Some of those works were based on flowers, like the two exhibited in the Project Room of the Lauren Wittels Gallery in SoHo in 1997, her first New York solo show. Her best paintings tended toward excess: piles of looping brush strokes in bright colors. She also sought to expand her medium physically by hanging her paintings on walls where she had executed large abstract ink drawings, as in her 2006 show at Black & White Gallery in Williamsburg, Brooklyn.

In 2001, she started living part time with her husband and daughter in Connecticut, where she had enough studio space to work on more than one large canvas at a time. Over the next few years, the brush ceased to be her dominant tool. She unveiled her first pour painting, a 15-foot-wide effort called “One to One,” at Eleven Rivington on the Lower East Side in 2010.

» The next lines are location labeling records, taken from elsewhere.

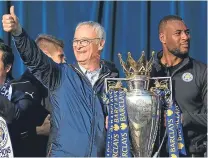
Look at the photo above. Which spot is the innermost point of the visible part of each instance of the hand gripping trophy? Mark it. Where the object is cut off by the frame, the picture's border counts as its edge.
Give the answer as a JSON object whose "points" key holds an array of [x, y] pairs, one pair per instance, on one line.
{"points": [[142, 109]]}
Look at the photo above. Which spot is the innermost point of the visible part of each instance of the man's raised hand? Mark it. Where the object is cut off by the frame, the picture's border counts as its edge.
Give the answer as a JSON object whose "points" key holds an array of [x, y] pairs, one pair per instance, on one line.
{"points": [[10, 22]]}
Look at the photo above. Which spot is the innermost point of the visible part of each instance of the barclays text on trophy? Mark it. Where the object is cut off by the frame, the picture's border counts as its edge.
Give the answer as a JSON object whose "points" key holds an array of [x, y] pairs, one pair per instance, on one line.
{"points": [[134, 111]]}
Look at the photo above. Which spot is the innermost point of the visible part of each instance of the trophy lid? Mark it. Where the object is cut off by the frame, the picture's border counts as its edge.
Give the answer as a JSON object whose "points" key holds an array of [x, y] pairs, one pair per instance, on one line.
{"points": [[133, 68]]}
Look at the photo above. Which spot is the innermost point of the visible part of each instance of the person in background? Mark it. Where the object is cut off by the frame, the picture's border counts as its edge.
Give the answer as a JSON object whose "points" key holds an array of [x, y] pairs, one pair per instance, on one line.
{"points": [[189, 82], [53, 48], [77, 108], [18, 109]]}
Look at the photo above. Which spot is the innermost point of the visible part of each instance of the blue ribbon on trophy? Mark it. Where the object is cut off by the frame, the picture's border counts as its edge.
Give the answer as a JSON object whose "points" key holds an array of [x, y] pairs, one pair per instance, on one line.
{"points": [[175, 133], [117, 142]]}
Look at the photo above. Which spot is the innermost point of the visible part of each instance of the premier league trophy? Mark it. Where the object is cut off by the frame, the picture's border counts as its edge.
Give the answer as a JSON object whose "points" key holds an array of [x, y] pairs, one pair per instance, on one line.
{"points": [[142, 111]]}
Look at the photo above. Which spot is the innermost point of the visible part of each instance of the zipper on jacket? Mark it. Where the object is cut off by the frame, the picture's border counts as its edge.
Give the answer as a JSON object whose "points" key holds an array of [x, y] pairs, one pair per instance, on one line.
{"points": [[93, 125], [97, 83]]}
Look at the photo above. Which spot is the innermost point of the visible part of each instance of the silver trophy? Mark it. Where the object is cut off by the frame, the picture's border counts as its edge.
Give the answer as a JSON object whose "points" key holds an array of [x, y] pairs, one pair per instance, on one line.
{"points": [[142, 105]]}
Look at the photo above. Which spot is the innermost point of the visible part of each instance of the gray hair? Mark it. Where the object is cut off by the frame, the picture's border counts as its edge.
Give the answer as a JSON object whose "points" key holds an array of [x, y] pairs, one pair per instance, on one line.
{"points": [[96, 26]]}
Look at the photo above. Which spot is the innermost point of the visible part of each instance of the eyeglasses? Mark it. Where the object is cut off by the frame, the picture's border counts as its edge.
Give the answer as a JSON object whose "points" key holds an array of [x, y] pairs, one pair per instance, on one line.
{"points": [[83, 42]]}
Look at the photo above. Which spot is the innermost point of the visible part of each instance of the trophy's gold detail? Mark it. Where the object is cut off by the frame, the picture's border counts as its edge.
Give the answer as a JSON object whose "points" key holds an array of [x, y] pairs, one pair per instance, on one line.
{"points": [[142, 105]]}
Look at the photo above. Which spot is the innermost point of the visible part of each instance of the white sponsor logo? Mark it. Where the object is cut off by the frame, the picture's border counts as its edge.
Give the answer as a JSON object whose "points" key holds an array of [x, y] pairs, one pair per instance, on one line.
{"points": [[187, 77]]}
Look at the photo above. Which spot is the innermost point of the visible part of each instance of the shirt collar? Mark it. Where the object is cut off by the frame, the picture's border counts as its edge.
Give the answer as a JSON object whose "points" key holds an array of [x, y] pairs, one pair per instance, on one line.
{"points": [[86, 71]]}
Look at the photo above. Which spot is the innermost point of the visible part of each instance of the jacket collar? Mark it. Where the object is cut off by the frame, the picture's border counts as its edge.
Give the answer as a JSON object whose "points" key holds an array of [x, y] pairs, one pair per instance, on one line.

As her brush strokes got larger and larger, she was pulled into the physical world of paint itself and became, as she told artist Ridley Howard in a 2013 interview for The Huffington Post, “more interested in what was happening within the space of the mark than relating it to other marks.”

Saccoccio learned she had cancer in 2014. Though her treatment was arduous, she rarely stopped working. From 2015 to 2019, she had eight solo shows in galleries in the United States, Japan and China. A two-gallery show that she titled “Femme Brut” opened at Van Doren Waxter and Chart in Tribeca at the start of 2020. Another show of new work opened in October at her Tokyo gallery, the Club. Saccoccio titled it “Knife Edge.”